Graduation Year

2014

Document Type

Dissertation

Degree

Ph.D.

Degree Name

Doctor of Philosophy (Ph.D.)

Degree Granting Department

Cell Biology, Microbiology, and Molecular Biology

Major Professor

Amer A. Beg, Ph.D.

Committee Member

Pearlie K. Epling-Burnette, Pharm.D., Ph.D.

Committee Member

Javier Pinilla, M.D., Ph.D.

Committee Member

Shari Pilon-Thomas, Ph.D.

Keywords

calcium, IKKβ, NF-AT, PLCγ, Zap70

Abstract

The interrogation of T cell signaling over the past fifty years has led to the discovery of amazingly intricate cascade networks and elaborate descriptions of individual proteins' domains and functions. A complex landscape has been rendered in which proteins relay messages from the extracellular ligation of the TCR by a cognate peptide loaded MHC via changes in sub-cellular location, phosphorylation, and binding affinities and partners to enact nuclear localization of three key transcription factors required for cellular effector function and proliferation: AP-1, NF-AT, and NF-κB. Dogma has favored activation of each of these transcription regulating elements to be a linear and parallel activity, thus very little interaction between pathways has been highlighted by previous findings in the molecular immunology community. The focus of this dissertation explores the role of NF-κB in T cell signaling with emphasis on subunits p50, cRel, IκBα, and IKKβ, and with respect to NF-κB’s ability to modulate calcium and NF-AT signaling, proximal TCR phosphorylation, and CRAC and purinergic calcium channel proteins.

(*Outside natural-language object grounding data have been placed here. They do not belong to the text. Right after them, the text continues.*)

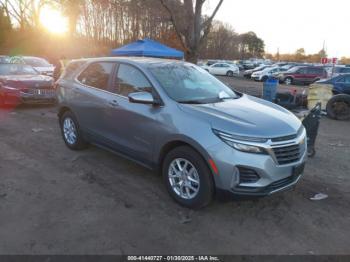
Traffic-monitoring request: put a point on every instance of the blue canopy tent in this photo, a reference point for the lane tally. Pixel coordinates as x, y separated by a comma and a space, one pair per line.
147, 47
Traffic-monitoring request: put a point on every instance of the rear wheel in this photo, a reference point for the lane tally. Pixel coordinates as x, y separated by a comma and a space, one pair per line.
338, 107
2, 101
288, 81
187, 177
70, 132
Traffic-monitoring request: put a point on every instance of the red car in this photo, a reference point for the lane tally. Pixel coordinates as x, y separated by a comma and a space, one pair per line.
302, 75
22, 84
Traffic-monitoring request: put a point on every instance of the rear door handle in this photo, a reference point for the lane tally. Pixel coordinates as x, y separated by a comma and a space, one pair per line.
113, 103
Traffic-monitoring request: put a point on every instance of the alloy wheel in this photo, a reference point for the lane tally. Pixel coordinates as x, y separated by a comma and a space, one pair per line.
184, 179
69, 131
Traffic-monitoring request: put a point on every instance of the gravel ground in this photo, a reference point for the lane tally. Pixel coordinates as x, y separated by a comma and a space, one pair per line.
56, 201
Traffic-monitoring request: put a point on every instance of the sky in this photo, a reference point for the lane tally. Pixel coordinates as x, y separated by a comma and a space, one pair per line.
289, 25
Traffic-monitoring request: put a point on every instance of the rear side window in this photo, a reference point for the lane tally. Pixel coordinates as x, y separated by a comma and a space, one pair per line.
71, 67
344, 70
129, 79
97, 75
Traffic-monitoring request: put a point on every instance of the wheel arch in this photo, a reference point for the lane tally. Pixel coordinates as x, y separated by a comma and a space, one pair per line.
62, 110
174, 143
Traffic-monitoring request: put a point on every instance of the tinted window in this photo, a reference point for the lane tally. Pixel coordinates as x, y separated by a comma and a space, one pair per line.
191, 84
301, 71
71, 67
17, 69
344, 70
345, 79
97, 75
315, 71
36, 62
130, 79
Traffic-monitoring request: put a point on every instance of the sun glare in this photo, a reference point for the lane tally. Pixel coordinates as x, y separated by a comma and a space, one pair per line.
53, 21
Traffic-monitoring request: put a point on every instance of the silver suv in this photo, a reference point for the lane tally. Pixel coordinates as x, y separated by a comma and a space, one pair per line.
175, 117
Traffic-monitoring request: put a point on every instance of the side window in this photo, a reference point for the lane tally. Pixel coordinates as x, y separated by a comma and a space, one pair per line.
71, 67
301, 71
97, 75
129, 79
341, 80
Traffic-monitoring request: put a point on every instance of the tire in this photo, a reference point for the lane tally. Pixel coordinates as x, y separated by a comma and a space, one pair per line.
2, 102
200, 172
288, 81
264, 78
71, 133
338, 107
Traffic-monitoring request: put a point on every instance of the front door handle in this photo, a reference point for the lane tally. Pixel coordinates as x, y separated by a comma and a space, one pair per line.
113, 103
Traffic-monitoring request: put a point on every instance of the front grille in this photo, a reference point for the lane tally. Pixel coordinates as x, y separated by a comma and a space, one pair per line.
281, 183
287, 154
283, 138
247, 175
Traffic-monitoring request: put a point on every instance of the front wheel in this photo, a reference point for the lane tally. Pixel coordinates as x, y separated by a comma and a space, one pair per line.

The role of NF-κB in T cells can be a difficult thing to establish, as this thirteen member family innervates almost every cellular process from homeostasis to activation, and even functions in the opposing processes of survival and apoptosis. To convolute the investigation further, many family members also fulfill redundant tasks, as a result of their high evolutionarily conserved sequence homology. To this end, we discovered the best way to evaluate the function of NF-κB in the activation of T cells was to knockdown two family members: p50 and cRel. In doing this, we rendered mice that were viable (unlike knockdown of RelA) and fertile, but possessed T cells that were highly unresponsive to strong stimulation (anti CD3/CD28) or foreign antigen (OVA) presented to mice bearing the correct transgenic TCRs (OT-1) by professional antigen presenting cells (APC).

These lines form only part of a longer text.